Mitterrand rend hommage au talent littéraire de son ami, qui illuminait les soirées où les deux hommes parvenaient à échapper pendant quelques heures à leur condition de prisonniers grâce aux pages qu'écrivait quotidiennement Gaillard :
« Pour moi qui fus, pendant près d'une année, l'ami et le compagnon de captivité de Robert Gaillard, le petit volume qu'il vient de publier, sous le titre “Mes évasions”, et qui a obtenu un prix de l'Académie française, provoque des résonances nombreuses. Je me rappelle les soirées passées dans la salle de pansements de l'infirmerie du Stalag IX A, où, volets clos et portes verrouillés, il me lisait ses pages de journal. Dans ce camp de quatre mille hommes, c'était le seul coin de solitude et de tranquillité. »

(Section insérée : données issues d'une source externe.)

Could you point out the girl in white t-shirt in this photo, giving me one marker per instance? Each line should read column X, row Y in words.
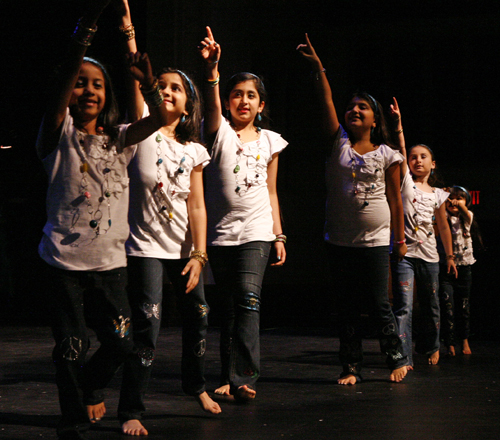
column 85, row 154
column 363, row 200
column 243, row 214
column 424, row 207
column 168, row 225
column 454, row 293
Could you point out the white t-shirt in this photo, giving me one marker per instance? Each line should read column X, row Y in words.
column 420, row 208
column 462, row 240
column 152, row 232
column 237, row 217
column 76, row 197
column 357, row 211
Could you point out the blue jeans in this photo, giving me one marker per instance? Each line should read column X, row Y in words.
column 238, row 272
column 361, row 282
column 146, row 277
column 426, row 276
column 454, row 295
column 97, row 300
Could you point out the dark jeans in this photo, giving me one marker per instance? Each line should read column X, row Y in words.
column 404, row 274
column 454, row 295
column 97, row 300
column 361, row 279
column 146, row 277
column 238, row 272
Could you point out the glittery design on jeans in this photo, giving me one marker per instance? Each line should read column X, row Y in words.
column 122, row 328
column 71, row 348
column 200, row 348
column 151, row 310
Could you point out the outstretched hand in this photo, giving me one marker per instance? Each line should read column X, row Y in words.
column 209, row 49
column 308, row 52
column 140, row 68
column 395, row 112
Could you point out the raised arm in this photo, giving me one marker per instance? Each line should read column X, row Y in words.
column 272, row 176
column 210, row 53
column 60, row 98
column 135, row 100
column 140, row 68
column 398, row 128
column 330, row 120
column 445, row 234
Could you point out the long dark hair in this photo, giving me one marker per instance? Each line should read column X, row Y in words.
column 189, row 129
column 434, row 179
column 261, row 90
column 380, row 133
column 109, row 116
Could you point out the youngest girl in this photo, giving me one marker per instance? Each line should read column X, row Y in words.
column 456, row 320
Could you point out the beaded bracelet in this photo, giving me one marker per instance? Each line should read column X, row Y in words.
column 83, row 35
column 280, row 238
column 214, row 82
column 128, row 31
column 200, row 256
column 317, row 74
column 153, row 97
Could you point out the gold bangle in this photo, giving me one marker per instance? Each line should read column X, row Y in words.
column 200, row 256
column 128, row 31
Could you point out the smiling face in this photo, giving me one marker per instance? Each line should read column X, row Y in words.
column 244, row 103
column 359, row 116
column 89, row 95
column 420, row 161
column 174, row 93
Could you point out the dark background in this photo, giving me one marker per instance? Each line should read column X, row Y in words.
column 439, row 58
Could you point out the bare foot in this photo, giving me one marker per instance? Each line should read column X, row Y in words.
column 244, row 393
column 223, row 390
column 350, row 379
column 208, row 404
column 96, row 412
column 465, row 347
column 134, row 427
column 398, row 374
column 434, row 358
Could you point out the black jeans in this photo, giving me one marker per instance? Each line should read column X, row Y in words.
column 146, row 294
column 454, row 296
column 238, row 272
column 81, row 300
column 361, row 284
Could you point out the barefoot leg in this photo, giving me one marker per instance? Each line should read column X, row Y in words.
column 434, row 358
column 465, row 347
column 207, row 404
column 398, row 374
column 350, row 379
column 223, row 390
column 96, row 412
column 134, row 427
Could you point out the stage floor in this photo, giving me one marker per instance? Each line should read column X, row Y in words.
column 297, row 395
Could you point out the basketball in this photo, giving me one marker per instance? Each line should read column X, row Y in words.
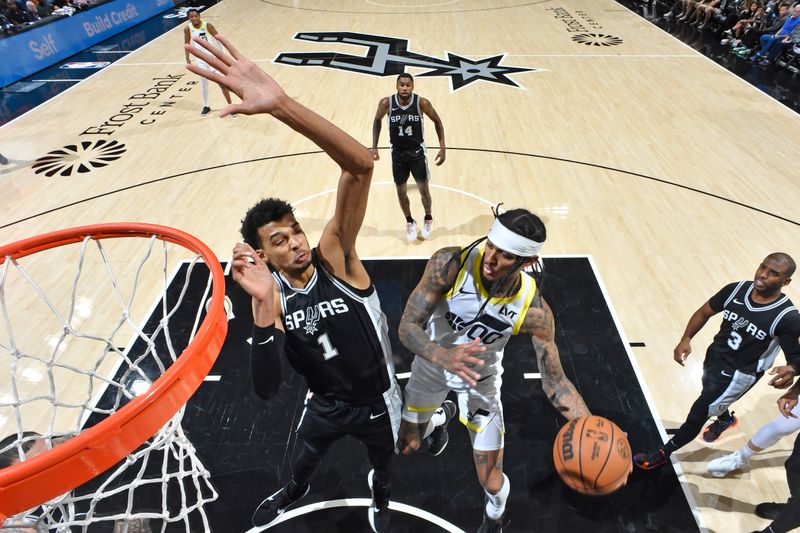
column 592, row 455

Mitterrand, estimant ces pages dignes d'intérêt pour les lecteurs français, alors privés de récits de la vie dans les camps de travail allemands, décide d'aider son ami à faire publier son journal :
« Un soir, Gaillard me dit : — Penses-tu que ces notes intéresseraient nos amis de France ? et dois-je les envoyer à mon éditeur ? Elles racontent peu de l'extérieur de notre vie ; elles ignorent le pittoresque ; elles sont seulement le reflet des pensées d'un homme qui cherche, à travers les événements qui l'accablent, une occasion de se connaître mieux. Je l'assurai de l'intérêt et du profit que trouverait un large public dans des pages si véridiques. Comme il l'écrit lui-même, “la vie des camps n'est que la moitié de la vie humaine”. Qui saurait rester indifférent devant le spectacle d'un de ces hommes qui, privés des plus simples joies, entreprennent ces évasions intérieures au bout desquelles sont toujours les plus secrètes et les plus belles libertés ? Au mois d'août, le recueil était composé. Je le portai à la censure, dont il revint sans accident. Et nous l'envoyâmes à Paris. »

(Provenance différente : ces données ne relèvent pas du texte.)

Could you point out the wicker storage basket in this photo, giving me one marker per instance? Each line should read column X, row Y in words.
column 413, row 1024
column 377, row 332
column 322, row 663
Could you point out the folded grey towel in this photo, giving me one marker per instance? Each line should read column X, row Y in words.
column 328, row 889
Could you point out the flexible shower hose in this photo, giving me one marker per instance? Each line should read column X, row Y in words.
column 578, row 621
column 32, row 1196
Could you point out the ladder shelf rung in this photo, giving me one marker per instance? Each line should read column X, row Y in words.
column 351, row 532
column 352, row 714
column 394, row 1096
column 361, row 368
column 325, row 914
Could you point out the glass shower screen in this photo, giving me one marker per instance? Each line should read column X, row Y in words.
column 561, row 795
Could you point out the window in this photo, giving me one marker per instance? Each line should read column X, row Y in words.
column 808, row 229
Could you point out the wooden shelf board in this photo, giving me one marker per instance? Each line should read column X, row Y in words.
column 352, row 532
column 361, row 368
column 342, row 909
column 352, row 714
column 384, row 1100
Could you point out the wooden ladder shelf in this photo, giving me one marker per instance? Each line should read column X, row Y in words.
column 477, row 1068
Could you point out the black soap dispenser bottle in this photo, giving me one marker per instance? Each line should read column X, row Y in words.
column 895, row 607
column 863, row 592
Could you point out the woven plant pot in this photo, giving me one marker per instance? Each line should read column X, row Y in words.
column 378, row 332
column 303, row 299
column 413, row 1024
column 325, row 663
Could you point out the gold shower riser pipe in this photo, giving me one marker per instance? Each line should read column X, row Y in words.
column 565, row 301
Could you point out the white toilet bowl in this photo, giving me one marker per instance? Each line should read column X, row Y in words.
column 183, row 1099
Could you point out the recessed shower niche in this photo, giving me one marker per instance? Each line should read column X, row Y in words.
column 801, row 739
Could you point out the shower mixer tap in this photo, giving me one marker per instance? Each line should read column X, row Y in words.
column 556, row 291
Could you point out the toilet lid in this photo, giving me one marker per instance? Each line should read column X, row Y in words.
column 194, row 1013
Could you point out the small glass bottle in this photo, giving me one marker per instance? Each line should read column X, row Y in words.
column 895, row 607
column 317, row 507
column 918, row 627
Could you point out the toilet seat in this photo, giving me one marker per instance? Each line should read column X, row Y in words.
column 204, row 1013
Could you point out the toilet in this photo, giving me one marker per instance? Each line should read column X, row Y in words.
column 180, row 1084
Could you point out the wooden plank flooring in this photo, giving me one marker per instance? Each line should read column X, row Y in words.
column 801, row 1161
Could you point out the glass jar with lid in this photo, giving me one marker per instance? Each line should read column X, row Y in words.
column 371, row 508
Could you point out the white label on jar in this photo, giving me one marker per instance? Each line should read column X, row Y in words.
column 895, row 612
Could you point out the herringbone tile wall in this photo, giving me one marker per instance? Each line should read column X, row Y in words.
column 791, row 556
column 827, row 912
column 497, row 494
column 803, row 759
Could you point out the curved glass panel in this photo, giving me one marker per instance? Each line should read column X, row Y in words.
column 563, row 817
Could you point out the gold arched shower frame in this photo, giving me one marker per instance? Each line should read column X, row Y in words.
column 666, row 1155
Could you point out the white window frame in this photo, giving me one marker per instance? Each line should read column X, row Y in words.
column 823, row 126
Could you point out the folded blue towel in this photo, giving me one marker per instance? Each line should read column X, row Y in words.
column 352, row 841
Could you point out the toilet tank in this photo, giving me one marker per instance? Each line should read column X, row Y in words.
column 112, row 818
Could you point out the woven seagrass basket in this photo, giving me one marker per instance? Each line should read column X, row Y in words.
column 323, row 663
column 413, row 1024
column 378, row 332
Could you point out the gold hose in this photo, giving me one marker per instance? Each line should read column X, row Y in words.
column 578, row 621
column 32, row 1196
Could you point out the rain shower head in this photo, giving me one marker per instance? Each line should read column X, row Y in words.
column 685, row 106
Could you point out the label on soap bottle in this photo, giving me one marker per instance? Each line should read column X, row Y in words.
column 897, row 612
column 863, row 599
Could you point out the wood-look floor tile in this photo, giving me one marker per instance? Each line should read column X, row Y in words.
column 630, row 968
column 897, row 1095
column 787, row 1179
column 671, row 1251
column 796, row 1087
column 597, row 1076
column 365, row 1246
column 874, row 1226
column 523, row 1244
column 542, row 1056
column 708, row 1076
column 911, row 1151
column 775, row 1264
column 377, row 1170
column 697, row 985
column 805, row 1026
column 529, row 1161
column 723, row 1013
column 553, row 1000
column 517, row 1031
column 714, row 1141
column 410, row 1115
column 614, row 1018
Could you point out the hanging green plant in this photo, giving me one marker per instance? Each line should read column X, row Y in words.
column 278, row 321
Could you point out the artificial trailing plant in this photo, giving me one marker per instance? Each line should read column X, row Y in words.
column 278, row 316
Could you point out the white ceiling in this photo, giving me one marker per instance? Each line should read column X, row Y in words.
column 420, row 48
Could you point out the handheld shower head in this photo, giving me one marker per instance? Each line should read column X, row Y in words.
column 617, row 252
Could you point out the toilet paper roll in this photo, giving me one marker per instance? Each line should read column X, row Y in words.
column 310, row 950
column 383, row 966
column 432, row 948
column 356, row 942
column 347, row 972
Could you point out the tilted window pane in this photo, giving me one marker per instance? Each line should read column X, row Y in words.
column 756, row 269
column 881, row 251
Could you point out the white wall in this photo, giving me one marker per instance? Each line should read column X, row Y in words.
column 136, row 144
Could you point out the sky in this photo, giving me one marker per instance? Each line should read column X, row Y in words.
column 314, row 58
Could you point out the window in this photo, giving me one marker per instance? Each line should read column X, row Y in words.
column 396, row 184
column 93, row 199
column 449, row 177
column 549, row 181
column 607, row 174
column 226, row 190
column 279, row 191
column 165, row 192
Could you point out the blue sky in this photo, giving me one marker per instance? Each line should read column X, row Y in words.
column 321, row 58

Presque trois ans plus tôt, au début de la Seconde Guerre mondiale, Mitterrand, jeune diplômé de l'École libre des sciences politiques (ancêtre de l'actuelle Sciences Po), se trouve mobilisé et envoyé sur la ligne Maginot avec le grade de sergent-chef. Quelques mois plus tard, en juin 1940, peu après l'invasion allemande, il est blessé à l'omoplate droite par un éclat d'obus, puis capturé par les Allemands qui l'envoient alors au stalag IX de Ziegenhain-Trutzhain où il passera dix-huit mois avant de parvenir à s'en évader. C'est là qu'il rencontre Roger Gaillard, qui remportera en 1942, peu après la publication de Mes évasions, le prix Renaudot pour son roman Les Liens de chaîne.

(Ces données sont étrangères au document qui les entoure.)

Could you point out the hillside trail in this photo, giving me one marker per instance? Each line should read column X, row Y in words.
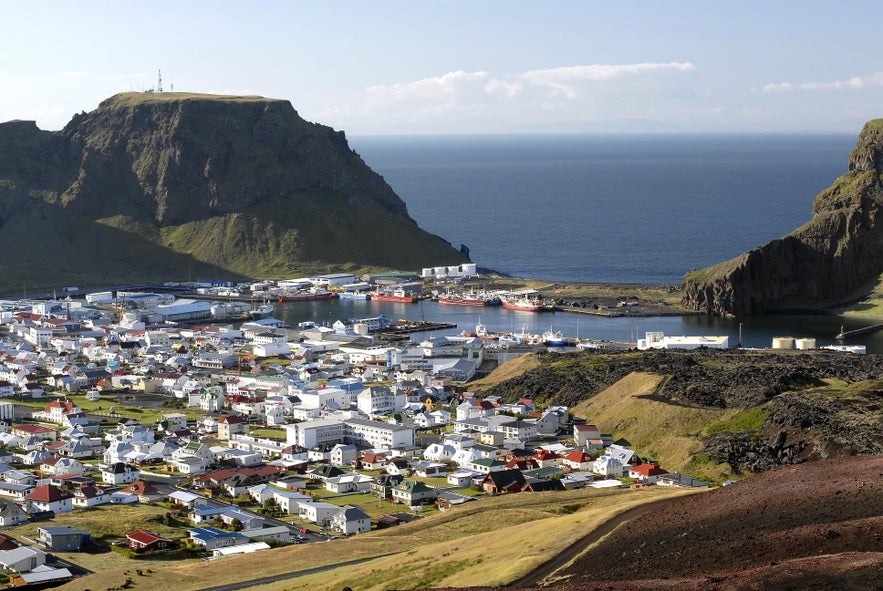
column 547, row 569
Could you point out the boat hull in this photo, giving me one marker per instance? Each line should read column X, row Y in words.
column 455, row 301
column 307, row 297
column 392, row 298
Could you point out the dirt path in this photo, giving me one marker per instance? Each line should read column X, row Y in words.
column 536, row 576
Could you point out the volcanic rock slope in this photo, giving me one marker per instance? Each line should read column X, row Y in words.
column 820, row 263
column 816, row 526
column 154, row 186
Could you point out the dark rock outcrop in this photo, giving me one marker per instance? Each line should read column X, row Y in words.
column 823, row 262
column 186, row 184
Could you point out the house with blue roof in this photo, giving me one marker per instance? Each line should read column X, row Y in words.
column 212, row 537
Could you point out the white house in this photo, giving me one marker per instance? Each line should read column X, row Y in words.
column 318, row 513
column 351, row 520
column 119, row 473
column 608, row 466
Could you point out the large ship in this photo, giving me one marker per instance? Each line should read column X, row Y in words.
column 469, row 299
column 462, row 300
column 306, row 296
column 554, row 338
column 522, row 304
column 396, row 295
column 354, row 295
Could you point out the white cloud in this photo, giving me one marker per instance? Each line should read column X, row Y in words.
column 480, row 99
column 566, row 79
column 440, row 87
column 854, row 83
column 779, row 87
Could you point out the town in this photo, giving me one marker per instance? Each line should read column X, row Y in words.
column 234, row 438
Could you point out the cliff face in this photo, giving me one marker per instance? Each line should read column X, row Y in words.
column 822, row 262
column 232, row 186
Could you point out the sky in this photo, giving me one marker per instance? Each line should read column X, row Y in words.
column 463, row 67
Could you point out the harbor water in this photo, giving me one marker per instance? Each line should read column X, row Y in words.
column 756, row 331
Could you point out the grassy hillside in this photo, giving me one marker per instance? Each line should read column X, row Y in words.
column 487, row 542
column 657, row 428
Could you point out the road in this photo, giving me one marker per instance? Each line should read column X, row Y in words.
column 536, row 576
column 291, row 575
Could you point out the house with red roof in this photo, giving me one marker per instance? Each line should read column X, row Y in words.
column 578, row 461
column 142, row 540
column 90, row 496
column 646, row 473
column 229, row 425
column 145, row 491
column 49, row 497
column 30, row 430
column 546, row 458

Mais au moment où l'article est publié dans Le Figaro, François Mitterrand est libre (après deux tentatives, il s'est finalement évadé du stalag IX en décembre 1941), ce qui n'est pas encore le cas de Robert Gaillard, toujours détenu dans ce qui est alors le plus grand camp situé sur le territoire de l'actuel Land de la Hesse (qu'il ne quittera que quelques mois plus tard en tant que rapatrié sanitaire). Le futur président de la République a donc une pensée émue pour son ami toujours enfermé, et évoque l'étonnante désinvolture dont faisait parfois preuve Gaillard, qui exerçait comme infirmier au sein du camp :
« En cette heure, j'imagine Robert Gaillard, dans la baraque 8, allant inlassablement d'un de ses malades à l'autre ; arrangeant un pansement ; faisant une piqûre. De temps en temps, pour se délasser, il s'étend sur le premier lit à droite de la porte d'entrée, le sien, sur son étagère, un tome des “Essais” et les “Confessions” témoignent de sa prédilection pour Montaigne et Rousseau. Il s'étend, et une minute il rêve. Souvent aussi, je le surprenais, immobile et las. Il se relevait, rajustait ses fortes lunettes d'écaille et me posait l'éternelle question “quoi de neuf”, à laquelle, dans les camps, on n'ose plus répondre. Puis s'engageait la conversation dont la gaité n'était pas exclue. Je pense à tout cela devant ce petit livre plein de sagesse et de substance. »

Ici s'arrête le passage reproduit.